# Should I bleach my Holey rock?



## Hawks (Feb 7, 2008)

I just picked up a bunch of Holey rock from a guy for a decent price. The only problem with the rock is that portions of each rock have turned a darker green from algea. What would be the best way to get the rock back to white?

I tried boiling the rock, but it doesn't seem to be working too well. Should I add a little bleach to the water I am boiling the rock in then try to clean off the bleach?

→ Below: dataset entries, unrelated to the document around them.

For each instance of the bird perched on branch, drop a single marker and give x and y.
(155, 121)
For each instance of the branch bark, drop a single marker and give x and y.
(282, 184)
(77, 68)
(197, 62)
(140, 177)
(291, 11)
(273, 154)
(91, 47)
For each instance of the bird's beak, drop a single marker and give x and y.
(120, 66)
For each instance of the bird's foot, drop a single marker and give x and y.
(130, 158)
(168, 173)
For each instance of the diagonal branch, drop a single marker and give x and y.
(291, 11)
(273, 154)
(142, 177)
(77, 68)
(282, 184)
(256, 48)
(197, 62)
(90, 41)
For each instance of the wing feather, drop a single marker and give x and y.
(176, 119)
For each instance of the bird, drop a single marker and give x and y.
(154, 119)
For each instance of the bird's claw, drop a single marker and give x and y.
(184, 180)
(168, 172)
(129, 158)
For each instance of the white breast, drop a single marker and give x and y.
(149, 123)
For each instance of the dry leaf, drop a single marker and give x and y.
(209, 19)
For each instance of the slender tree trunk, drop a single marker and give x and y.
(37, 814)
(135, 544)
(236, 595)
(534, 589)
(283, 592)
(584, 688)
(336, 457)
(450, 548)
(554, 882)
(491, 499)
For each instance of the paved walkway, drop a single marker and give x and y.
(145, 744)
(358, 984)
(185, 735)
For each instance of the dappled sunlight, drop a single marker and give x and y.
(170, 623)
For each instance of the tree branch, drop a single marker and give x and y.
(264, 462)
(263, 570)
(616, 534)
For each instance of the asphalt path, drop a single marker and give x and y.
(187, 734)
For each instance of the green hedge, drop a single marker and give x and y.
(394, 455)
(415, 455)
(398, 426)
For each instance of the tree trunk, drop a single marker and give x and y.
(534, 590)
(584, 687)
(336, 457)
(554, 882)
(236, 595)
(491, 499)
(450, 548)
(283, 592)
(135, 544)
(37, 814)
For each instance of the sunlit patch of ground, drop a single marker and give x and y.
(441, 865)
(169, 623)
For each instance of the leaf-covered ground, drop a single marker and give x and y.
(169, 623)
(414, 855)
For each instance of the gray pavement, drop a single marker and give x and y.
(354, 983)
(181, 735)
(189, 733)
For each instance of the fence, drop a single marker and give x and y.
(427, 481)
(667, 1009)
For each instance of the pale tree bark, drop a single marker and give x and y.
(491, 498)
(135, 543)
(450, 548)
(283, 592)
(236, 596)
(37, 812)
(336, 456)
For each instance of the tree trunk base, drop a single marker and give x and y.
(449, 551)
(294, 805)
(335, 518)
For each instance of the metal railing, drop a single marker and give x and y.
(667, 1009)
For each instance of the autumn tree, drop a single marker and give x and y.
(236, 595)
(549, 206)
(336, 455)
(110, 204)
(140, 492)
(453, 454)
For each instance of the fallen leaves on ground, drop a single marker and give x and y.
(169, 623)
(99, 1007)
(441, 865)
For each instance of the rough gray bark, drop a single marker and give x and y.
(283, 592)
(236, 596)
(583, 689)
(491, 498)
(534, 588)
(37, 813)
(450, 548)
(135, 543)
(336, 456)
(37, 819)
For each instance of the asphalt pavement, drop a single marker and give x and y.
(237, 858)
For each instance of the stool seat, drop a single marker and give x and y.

Thanks for the advice in advance.


----------



## BoostedX (Mar 1, 2009)

I would put it in a tub with bleach water for a day then scrub it with a brush. I did that with my limestone and MOST of the green came off of it. Just make sure you get all the bleach off of the rock before you add it to ur tank. GL


----------



## nauTik (Mar 18, 2009)

yup bleach will make scrubbing off the algae much much easier. Just make sure to rinse/soak it in heavy dechlorinated water and let it air dry.


----------



## Buddy.08 (Apr 26, 2007)

Also, vinegar makes a good alternative to cleaning and its much safer. Just make sure to rinse it well like you would with bleach.


----------



## edouthirt (Jan 22, 2008)

I had holey rock for a long time and I would pull them out of the tank every couple of months for a bleach bath. I would let them soak in a rubbermaid tub with bleach and water for 24 hours, then pull them out, spray them down with the spray jet attachment from my garden hose to get all the dead hair algae off, and then let them soak in a (different) rubbermaid tub with a 3X the regular dose of dechlorinator solution for 24 hours. When I pulled them out, they were always ready to go back in the tank, bone white! Super easy!


----------



## Hawks (Feb 7, 2008)

Thanks for the advise. The bleach worked well, I used bleach and boiled it at the same time within about 10 mins. they were super white. I didn't even have to scrub it at all. :thumb:


----------



## edouthirt (Jan 22, 2008)

Yeah, I used to be scared to use bleach for obvious reasons, but when I read that a hefty dose of dechlorinator will take care of it, i've been doing it ever since. takes all the guesswork out of cleaning rocks!! :thumb:


----------



## ak3mi (Nov 26, 2008)

arggg algae...i have white rock in my tank and after a few weeks gets hit with the start of algae. but i take my rocks out or some of them and place them in the sun, for a few days then wash them off. pure white again. done it for years, no boiling no bleaching pure sun. ofc if there no sun it no works ^^


----------